Sawmill Sink is the cave the researchers studied, a flooded sinkhole in the pine woodlands right in the center of the island. Brian Kakuk, one of the study co-authors and a former U.S. Navy diver, led the scuba team that gathered the fossil hoard, reportedly one of the most diverse collections of vertebrates from the last ice age -- in the late Pleistocene -- found on any island in the Caribbean.

The team looked at changes in species composition over time related to climate change. They found 13 species of fish, 11 reptiles, 63 birds, and eight mammals. More than 5,000 fossils were retrieved from depths of about 29 to 38 yards below sea level.

Given that the bones were found submerged under water, the animals at the bottom of the cave were most likely there before sea levels rose. The team compared these fossils to those that were dated to the following Holocene era. From there, they compared these findings to the island's current species to see which ones survived human settlement.

Steadman asserted that it's important his team's research is not dismissing the impact of climate change -- he said he is "no climate change denier." The disappearance of species in a given place over time is the result of multiple factors, including shifts in climate, but is greatly exacerbated by human activity.

"If you look at Abaco, where we did this study, there's fires in the dry season started by people, there are invasive plants showing up like a Brazilian pepper that would never be there," Steadman said. "These kinds of changes could have a stronger negative effect on the flora and fauna of a place than climate change itself, including the rise in sea level that comes with climate change."

Janet Franklin, one of Steadman's co-authors and the Regents' Professor at the School of Geographical Sciences and Urban Planning at Arizona State University, said that one of the most surprising findings was observing just how many species endured radical environmental shifts from climate change.

"It was surprising how many species (especially birds) that were found on the island in the last ice age stuck around even when the climate warmed up and the islands shrank at the end of the ice age," Franklin wrote in an email to CBS News. "It was dismaying to also find that, of those many species that are so adaptable they can live in the glacial or interglacial Bahamas, a whole bunch of them could not stand the pressures that accompanied people who arrived 1,000 years ago -- namely the big changes in habitat that happen when people burn to clear land for farming."

What's next for the team's research? A $375,000 National Science Foundation grant will enable further exploration of the area's caves starting in December. One positive confluence of events resulted in the Bahamian government designating the team's study area a national park two months ago. This means that 34,000 acres of land on Abaco is now protected not just for research, but for "future generations to enjoy," Steadman added.

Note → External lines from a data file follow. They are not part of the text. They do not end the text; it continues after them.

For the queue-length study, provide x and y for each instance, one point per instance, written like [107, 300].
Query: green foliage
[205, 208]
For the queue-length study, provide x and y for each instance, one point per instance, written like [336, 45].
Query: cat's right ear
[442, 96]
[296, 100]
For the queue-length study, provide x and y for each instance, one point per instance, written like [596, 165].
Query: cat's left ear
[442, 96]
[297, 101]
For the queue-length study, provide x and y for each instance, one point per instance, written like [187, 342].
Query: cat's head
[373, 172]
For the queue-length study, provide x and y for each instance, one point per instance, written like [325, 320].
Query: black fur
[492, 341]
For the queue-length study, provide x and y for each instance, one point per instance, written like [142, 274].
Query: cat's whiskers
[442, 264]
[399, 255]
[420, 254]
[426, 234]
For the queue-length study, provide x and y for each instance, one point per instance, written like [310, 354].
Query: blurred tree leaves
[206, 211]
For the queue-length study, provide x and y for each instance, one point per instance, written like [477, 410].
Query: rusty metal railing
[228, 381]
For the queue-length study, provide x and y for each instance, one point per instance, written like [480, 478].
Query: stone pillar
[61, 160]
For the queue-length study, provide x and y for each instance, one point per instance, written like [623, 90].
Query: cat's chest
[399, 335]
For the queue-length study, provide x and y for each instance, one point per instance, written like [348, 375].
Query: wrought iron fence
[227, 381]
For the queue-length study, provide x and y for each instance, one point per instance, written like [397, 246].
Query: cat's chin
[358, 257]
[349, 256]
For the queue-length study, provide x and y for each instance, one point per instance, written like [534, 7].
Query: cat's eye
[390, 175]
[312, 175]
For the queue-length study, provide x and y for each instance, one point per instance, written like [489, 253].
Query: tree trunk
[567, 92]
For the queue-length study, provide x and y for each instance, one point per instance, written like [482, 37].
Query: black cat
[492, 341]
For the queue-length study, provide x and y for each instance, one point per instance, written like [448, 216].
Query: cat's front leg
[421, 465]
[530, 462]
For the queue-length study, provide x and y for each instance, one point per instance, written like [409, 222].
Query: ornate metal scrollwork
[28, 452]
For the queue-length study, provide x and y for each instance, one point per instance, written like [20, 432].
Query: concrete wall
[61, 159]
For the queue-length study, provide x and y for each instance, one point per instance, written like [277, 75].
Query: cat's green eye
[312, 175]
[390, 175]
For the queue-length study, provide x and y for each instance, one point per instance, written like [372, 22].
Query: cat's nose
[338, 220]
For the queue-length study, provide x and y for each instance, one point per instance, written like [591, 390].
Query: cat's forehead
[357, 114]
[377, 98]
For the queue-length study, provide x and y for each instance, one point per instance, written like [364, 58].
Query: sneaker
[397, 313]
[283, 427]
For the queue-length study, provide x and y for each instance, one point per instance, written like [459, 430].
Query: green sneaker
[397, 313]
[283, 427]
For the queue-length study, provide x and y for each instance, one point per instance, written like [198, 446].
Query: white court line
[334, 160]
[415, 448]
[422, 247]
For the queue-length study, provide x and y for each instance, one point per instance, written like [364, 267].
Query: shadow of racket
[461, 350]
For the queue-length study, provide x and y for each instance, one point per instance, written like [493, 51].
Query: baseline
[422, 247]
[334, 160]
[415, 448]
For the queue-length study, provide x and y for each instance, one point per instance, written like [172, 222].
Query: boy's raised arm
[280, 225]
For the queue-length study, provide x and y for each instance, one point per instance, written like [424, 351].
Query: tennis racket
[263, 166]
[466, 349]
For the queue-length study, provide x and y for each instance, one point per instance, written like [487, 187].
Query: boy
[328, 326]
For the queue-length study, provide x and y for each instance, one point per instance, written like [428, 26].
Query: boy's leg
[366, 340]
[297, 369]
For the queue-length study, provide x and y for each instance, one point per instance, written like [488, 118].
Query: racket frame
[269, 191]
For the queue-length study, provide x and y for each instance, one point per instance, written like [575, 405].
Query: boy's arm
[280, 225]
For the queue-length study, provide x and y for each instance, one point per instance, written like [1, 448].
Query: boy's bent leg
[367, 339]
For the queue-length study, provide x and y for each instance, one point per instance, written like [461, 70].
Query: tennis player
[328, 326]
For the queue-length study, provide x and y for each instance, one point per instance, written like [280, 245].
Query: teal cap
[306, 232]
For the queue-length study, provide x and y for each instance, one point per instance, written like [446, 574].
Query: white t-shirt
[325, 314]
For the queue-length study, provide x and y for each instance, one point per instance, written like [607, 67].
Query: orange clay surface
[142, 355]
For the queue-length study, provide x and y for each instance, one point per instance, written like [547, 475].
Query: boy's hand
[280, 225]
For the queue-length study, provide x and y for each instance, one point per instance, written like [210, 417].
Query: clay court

Franklin views the findings as a cautionary tale. She wrote that there are two main lessons to be learned form this kind of study.

"First humans have had a big effect on biodiversity for a long time -- even prehistorically. So, we should not underestimate the impact of even small land developments and so forth," she said. "Setting aside conservation land in these new national parks is a really important step."

Secondly, she said it is important to take the findings from this kind of study and examine the living species currently around us with a new appreciation.

"The species we see around us today are only a set of those that occurred naturally even just a few thousand years ago when environmental conditions were pretty much the same as now," Franklin added. "That means the wildlife species still with us are the ones most resilient to human activities. It does not mean they are immune to all human disturbances, but maybe with a bit of careful conservation management we can successfully preserve the wild nature we have for our grandchildren."